Early data from the election indicates that the more progressive Trzaskowski proved hugely popular with young voters. "Poland, after this election, is a very, very divided country," Bonny adds. "It's divided between young and old, divided between countryside and city, divided by the gap between the higher educated and the lower. The divide was always there, but the polarisation has grown stronger."

On the question of what the future holds, Bonny does not pull any punches: “I’m going to be honest – I’m fearful of the current president and the Law and Justice government who support him. It doesn’t matter [how little] they won by, the only thing that matters to them is that they won.

“The only thing they want to establish is a more autocratic, less democratic state, like what Viktor Orbán has been doing in Hungary, and to some extent what Vladimir Putin has been doing in Russia for 15 years. That’s the kind of people they are looking to for their state model."

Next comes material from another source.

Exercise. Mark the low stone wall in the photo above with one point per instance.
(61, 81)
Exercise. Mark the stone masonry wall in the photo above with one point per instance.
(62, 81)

Bonny’s concerns are echoed by David Dyksy, a 21-year-old Polish-Irish student and pro-democracy activist. "I'm scared and anxious," he says. Among his fears about Duda’s re-election is its potential impact on the spread of misinformation and further restrictions by the government on independent media.

"They've instilled this fear in Polish people of the independent press, because it doesn't portray the government as they wish," he says, pointing out that many Polish people only have access to state-run media, which can be notoriously biased. Last October, the New York Times reported that surveys of populations in rural Poland indicated that "some 50 percent of residents get their news solely from the national broadcaster".

"That's all they're seeing," says Dyksy. "They're being constantly told this propaganda, and it instills this fear and incites this hatred. My own grandparents, when I was texting them about the election, they were telling me that LGBTQ are not people, that it’s an ideology, which is exactly what the president himself said. Their own grandson wasn’t able to convince them that no, I’m not an ideology, I’m a person.

"The government has so much power, and it has monopolised the information that people have access to, so it's extremely difficult to inform people of what reality is."

While Duda’s re-election is disheartening for many, Oppenheim believes there is some cause for hope: "I am definitely expecting a massive fightback in the same way as in 2016, when abortion rights were under attack, women mobilised probably the biggest ever women's movement in Poland. I think now we will see a huge LGBTQ rights movement. We will have to stand in solidarity with each other."